David Bowie and new UCLA research both focus on “Fame“. 

“The rise of fame in preteen television may be one influence in the documented rise of narcissism in our culture,” said the study’s senior author, Patricia M. Greenfield, a UCLA distinguished professor of psychology and director of the Children’s Digital Media Center @ Los Angeles. “Popular television shows are part of the environment that causes the increased narcissism, but they also reflect the culture. They both reflect it and serve as a powerful socialization force for the next generation.”

How do you propose that we disentangle cause and effect here?   An economist would say that we need an instrumental variable; so permit me to propose one.    If there are rural communities that do not have fast Internet access and Cable TV access then among these communities, we could randomly select a subset to be the treatment group and “connect” these communities to the Hollywood Network and then send in the survey researchers to conduct baseline and 5 year later surveys in the treatment and control groups and conduct a “double difference” exercise to see if the 10 year olds in 2011 who would be 15 years old in 2016 who live in the Internet access areas are increasingly locked into Paris Hilton relative to their peers in the control areas and relative to 18 year olds who lived in the same treated areas before the treatment began.

Author: Matthew E. Kahn

Professor of Economics at UCLA.

4 thoughts on “New UCLA Research on The Causes and Consequences of TV Shows”

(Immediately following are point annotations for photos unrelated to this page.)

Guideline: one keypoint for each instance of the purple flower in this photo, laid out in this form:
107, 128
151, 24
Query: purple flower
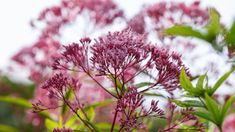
74, 57
168, 64
58, 85
137, 23
118, 51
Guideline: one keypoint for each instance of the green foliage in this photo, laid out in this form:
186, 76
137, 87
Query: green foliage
6, 128
202, 86
16, 101
50, 124
230, 36
207, 107
188, 103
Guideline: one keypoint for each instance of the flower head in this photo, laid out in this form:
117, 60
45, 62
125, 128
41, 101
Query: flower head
116, 52
74, 57
168, 64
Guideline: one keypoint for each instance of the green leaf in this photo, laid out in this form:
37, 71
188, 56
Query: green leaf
143, 84
213, 27
154, 94
220, 81
187, 85
50, 124
100, 104
213, 108
188, 103
6, 128
106, 126
90, 112
200, 82
204, 115
230, 39
226, 106
71, 122
182, 30
116, 80
68, 96
16, 101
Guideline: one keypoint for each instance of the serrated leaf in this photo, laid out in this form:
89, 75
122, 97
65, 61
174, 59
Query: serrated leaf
213, 27
154, 94
104, 126
16, 101
213, 108
188, 103
186, 84
116, 81
200, 82
182, 30
50, 124
230, 39
70, 123
204, 115
6, 128
226, 106
143, 84
220, 81
100, 104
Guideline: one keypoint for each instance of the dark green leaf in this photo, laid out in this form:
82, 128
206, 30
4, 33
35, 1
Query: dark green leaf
188, 103
50, 124
200, 82
220, 81
213, 108
154, 94
6, 128
143, 84
181, 30
186, 84
100, 104
226, 106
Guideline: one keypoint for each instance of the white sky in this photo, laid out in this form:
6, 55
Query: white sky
15, 15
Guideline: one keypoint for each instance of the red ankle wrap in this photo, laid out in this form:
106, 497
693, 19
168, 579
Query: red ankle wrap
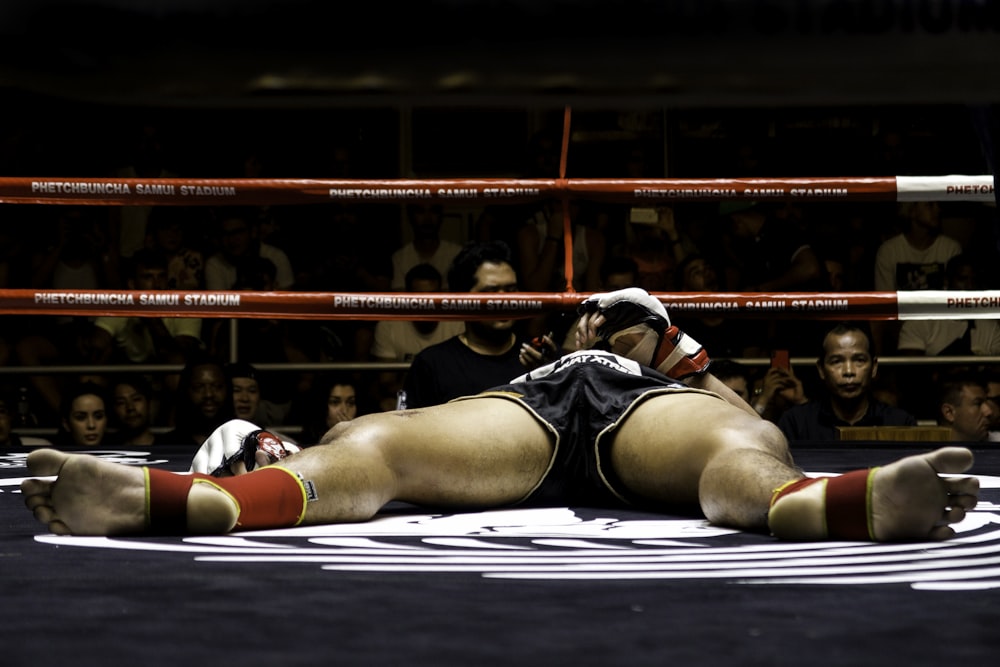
166, 500
270, 497
848, 503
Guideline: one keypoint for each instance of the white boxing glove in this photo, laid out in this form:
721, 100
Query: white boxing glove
662, 346
239, 441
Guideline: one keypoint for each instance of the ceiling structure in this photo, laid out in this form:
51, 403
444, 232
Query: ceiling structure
598, 53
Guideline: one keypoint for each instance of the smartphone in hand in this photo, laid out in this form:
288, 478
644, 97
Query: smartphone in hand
780, 359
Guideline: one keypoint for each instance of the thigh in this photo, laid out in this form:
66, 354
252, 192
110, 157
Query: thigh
663, 446
473, 452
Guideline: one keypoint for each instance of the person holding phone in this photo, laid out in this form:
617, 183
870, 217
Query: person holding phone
779, 389
847, 368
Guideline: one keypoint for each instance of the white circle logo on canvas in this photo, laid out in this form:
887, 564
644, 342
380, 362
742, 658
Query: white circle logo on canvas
562, 544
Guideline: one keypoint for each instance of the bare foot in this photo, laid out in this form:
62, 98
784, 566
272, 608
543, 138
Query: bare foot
911, 501
89, 496
95, 497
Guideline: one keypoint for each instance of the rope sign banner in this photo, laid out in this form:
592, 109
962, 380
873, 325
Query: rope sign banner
930, 305
233, 191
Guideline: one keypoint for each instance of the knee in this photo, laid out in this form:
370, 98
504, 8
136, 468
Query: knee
757, 434
366, 431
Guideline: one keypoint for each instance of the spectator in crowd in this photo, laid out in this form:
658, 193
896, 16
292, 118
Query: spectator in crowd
202, 402
952, 337
734, 375
965, 406
84, 417
238, 229
487, 352
132, 403
914, 259
778, 390
427, 246
944, 338
846, 368
917, 257
167, 233
656, 246
144, 158
402, 340
992, 377
11, 441
397, 340
731, 337
267, 341
245, 389
78, 257
152, 340
333, 400
352, 254
768, 254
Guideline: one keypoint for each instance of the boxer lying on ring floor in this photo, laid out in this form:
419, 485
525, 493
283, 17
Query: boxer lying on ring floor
645, 425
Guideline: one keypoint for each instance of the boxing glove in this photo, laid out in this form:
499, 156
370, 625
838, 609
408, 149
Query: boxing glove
661, 345
238, 440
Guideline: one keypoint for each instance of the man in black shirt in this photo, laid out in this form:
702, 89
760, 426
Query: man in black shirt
486, 353
847, 367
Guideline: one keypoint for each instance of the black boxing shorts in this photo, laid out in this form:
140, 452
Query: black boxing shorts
581, 399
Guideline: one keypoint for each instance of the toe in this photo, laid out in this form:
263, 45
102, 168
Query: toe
950, 459
46, 462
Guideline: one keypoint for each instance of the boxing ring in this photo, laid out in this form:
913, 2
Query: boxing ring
535, 586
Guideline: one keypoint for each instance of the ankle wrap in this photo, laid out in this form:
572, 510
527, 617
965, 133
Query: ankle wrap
166, 500
846, 503
270, 497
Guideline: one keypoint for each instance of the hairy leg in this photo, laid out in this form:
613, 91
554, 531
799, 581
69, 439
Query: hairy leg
731, 463
480, 452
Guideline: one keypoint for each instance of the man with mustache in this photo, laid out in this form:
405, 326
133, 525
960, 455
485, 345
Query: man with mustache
847, 367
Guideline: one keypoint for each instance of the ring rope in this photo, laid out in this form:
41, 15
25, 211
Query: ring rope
901, 305
235, 191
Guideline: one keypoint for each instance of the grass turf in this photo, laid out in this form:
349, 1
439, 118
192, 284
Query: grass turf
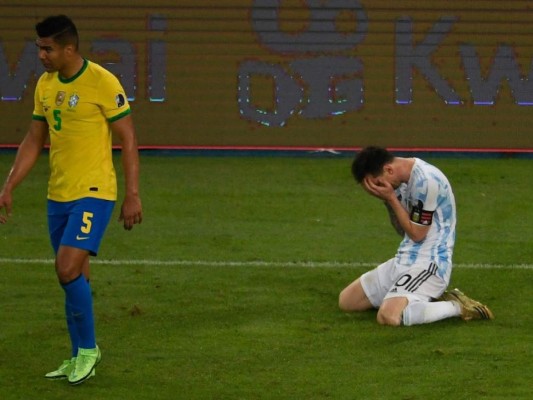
270, 332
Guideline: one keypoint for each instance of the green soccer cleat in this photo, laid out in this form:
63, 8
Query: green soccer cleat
470, 309
63, 371
85, 365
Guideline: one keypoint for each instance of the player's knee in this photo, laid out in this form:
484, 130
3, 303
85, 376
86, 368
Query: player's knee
385, 317
344, 301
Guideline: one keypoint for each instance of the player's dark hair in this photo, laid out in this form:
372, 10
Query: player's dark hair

  1. Uh, so what will you do about their facebooks? or their cell phones? Disable their twitter?

    Disentangling cause and effect in this field of research is impossible without doing some drastic things.

  2. Hmm… introduction of cable TV as an instrumental variable. That sounds familiar. And 45 seconds of Googling later:

    Does Television Cause Autism? (http://www.nber.org/papers/w12632)

    ” …In our final set of tests we use California and Pennsylvania data on children born between 1972 and 1989 to show, again consistent with the television as trigger hypothesis, that county autism rates are also positively related to the percentage of households that subscribe to cable television. Our precipitation tests indicate that just under forty percent of autism diagnoses in the three states studied is the result of television watching due to precipitation, while our cable tests indicate that approximately seventeen percent of the growth in autism in California and Pennsylvania during the 1970s and 1980s is due to the growth of cable television.”

    (Disclaimer: This citation is not an endorsement. I have no information or opinion on whether this is a valid study.)